The University was replaced by the École Centrale during the French occupation of Malta from 1798 to 1800, but was once again reopened by Sir Alexander Ball during the British Protectorate of Malta. Parts of the building were rented out as commercial rooms in the early 19th century, and these were reconstructed in 1810. In May 1824, a secondary entrance decorated with the British coat of arms was opened in the rear of the building. During World War II, the building housed an Air Raid Precautions Centre. At times, it also housed the Anglo-Maltese Library and the Lyceum.

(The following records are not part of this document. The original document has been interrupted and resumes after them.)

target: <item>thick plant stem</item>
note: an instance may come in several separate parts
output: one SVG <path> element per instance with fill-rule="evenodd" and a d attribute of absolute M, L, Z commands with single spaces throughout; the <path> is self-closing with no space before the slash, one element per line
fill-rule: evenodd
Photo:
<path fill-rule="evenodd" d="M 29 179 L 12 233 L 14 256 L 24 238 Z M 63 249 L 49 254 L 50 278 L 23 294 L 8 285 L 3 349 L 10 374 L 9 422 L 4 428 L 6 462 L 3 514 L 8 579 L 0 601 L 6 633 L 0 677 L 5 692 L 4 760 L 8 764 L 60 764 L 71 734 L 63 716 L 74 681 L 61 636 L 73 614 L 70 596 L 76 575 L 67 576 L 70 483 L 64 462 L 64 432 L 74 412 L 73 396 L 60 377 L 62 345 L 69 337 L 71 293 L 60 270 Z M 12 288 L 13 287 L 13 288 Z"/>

Over time, the campus became too small to house the entire university. Evans Laboratories (now known as Evans Building), a building near the Sacra Infermeria in Valletta, was inaugurated in 1959 in order to house the Faculty of Science. In 1968, the Medical School moved to a building near St. Luke's Hospital in Gwardamanġa. The University opened a much larger campus at Tal-Qroqq in Msida in the late 1960s, and most Faculties moved there. The University only retained the first floor of the Valletta building, and moved out of the second floor in 1978. However, the University refurbished and reopened the second floor once again in 2011.
The Old University Building is now one of the three campuses of the University of Malta, the others being the Msida campus and the Gozo Campus in Xewkija. At one point, the head offices of Heritage Malta were located within the building. Today, the Valletta Campus houses the International Collaborative Programmes, the Research Innovation & Development Trust and the Conferences and Events Unit. It is also used for international conferences and seminars, along with a number of short courses and summer schools.
Heritage and restorationEdit
The Old University Building is listed on the National Inventory of the Cultural Property of the Maltese Islands. The façades of the Old University Building and the adjacent church were restored between 2016 and 2019.
The Old University Building is located within a city block bordered by Merchants, St. Christopher, St. Paul and Archbishop Streets, and it is located adjacent to the Jesuit church, which was constructed at the same time as the college. The building is three stories high. Its plan is typical of Renaissance-era public buildings, consisting of rooms built around a central courtyard. These include lecture halls, classrooms and cells for the Jesuit priests, all connected to corridors. Today, some of the cells are used as offices. The building also contains a number of boardrooms, lecture rooms, meeting rooms, an auditorium and an Aula Magna.
The rear entrance which was opened in 1824 is an example of neoclassical architecture, and it consists of an archway with two Doric columns supporting a lintel, above which is a representation of the Royal coat of arms of the United Kingdom. The lintel bears a Greek inscription meaning "learning is the gateway to distinction". This gate is commonly attributed to Giorgio Pullicino, who was the professor of architecture at the University at the time. It has also been attributed to Colonel George Whitmore of the Royal Engineers, but this is unlikely. The design seems to have been inspired from the Hôtel d'Hallwyll by Claude Nicolas Ledoux, which was built in Paris in 1766–70.